Outro exemplo de leviandade no trato de questões profundas é como estamos debatendo a questão da maioridade penal. Agimos como adolescentes afoitos em assegurar os anseios a qualquer custo. “Quero por que quero uma sociedade segura, onde os filhos possam circular livres dos drogados, delinqüentes e criminosos”. O rebotalho social que atrapalha o gozo dos abastados. O discurso pró-redução da maioridade penal deflagra a desfaçatez com que julgamos o fracassado, o excluído. A vida é percurso abissal, descida fecunda aos abismos da alma humana. Pouco se pode falar sobre o drama do vulnerável, sujo e fedorento, que nasceu quando não deveria, e cresceu como animal - sem noção dos códigos que regulam a vida social. Contudo, mesmo sem ser promovido a sujeito, deverá responder pelos seus atos.
Esses menores são filhos do descaso dos pais e governantes - efeito da desigualdade social, da impunidade aos corruptos que, sem pudor, lesam o erário. Dinheiro que deveria garantir uma juventude com emprego e perspectivas, além de políticas públicas eficazes como planejamento familiar, inserção em atividades culturais e esportivas. A cultura do extermínio, que apregoa a exclusão aos que incomodam, é absoluta. A solução deve ser engendrada de forma ampla, investigando os motivos que levam uma criança, desde cedo, a “escolher” o caminho do crime. Punir por punir mais revolta que recupera.
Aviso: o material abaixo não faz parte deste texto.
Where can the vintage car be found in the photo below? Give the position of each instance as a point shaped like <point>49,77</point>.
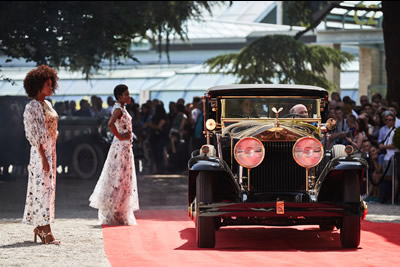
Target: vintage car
<point>266,163</point>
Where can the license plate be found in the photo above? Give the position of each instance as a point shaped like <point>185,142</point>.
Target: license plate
<point>280,207</point>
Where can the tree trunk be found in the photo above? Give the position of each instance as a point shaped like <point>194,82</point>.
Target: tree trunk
<point>391,36</point>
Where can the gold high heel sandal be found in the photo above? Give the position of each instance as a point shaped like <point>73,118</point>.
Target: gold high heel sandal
<point>46,238</point>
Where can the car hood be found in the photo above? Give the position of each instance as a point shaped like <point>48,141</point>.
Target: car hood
<point>271,130</point>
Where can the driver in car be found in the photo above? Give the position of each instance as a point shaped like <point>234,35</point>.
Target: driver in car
<point>299,109</point>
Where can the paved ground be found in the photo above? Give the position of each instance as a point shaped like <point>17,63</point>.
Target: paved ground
<point>76,223</point>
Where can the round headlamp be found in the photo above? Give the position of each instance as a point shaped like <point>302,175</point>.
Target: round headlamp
<point>308,152</point>
<point>249,152</point>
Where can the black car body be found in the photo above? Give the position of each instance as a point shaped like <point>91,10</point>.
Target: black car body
<point>272,167</point>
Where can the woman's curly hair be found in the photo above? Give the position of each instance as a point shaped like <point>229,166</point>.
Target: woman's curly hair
<point>35,79</point>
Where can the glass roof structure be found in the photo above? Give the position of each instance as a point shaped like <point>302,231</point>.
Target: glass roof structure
<point>184,76</point>
<point>343,17</point>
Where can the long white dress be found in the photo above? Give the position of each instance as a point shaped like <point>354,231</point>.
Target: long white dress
<point>40,122</point>
<point>116,194</point>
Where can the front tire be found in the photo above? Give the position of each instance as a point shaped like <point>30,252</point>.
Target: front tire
<point>205,226</point>
<point>350,231</point>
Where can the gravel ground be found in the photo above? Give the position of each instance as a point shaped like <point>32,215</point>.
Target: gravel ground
<point>76,223</point>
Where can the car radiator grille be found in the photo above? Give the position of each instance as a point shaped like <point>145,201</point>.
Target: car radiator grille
<point>278,172</point>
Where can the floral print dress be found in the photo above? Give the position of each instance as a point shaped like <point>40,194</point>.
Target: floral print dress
<point>40,122</point>
<point>115,194</point>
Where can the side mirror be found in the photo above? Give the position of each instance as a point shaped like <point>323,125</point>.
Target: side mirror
<point>330,125</point>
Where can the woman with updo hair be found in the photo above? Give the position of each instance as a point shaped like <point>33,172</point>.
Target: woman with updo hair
<point>40,123</point>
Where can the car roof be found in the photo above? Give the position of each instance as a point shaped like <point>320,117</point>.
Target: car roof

A forca é o último recurso. O criminoso habita todos nós, basta deixá-lo livre, não inseri-lo nos limites da lei - metáfora paterna.  
A maldade não escolhe conta bancária, é da condição humana. Inútil querermos aplacá-la apenas com prisões, quando sua origem deve ser simbolizada. Questão  complexa e que esbarra no outro - essa relação que determina e regula o desejo. Mais   eficaz seria criarmos um movimento exigindo mudança na forma como o Brasil educa as crianças. Expandir o olhar diante do outro – estupor e vergonha que produzimos.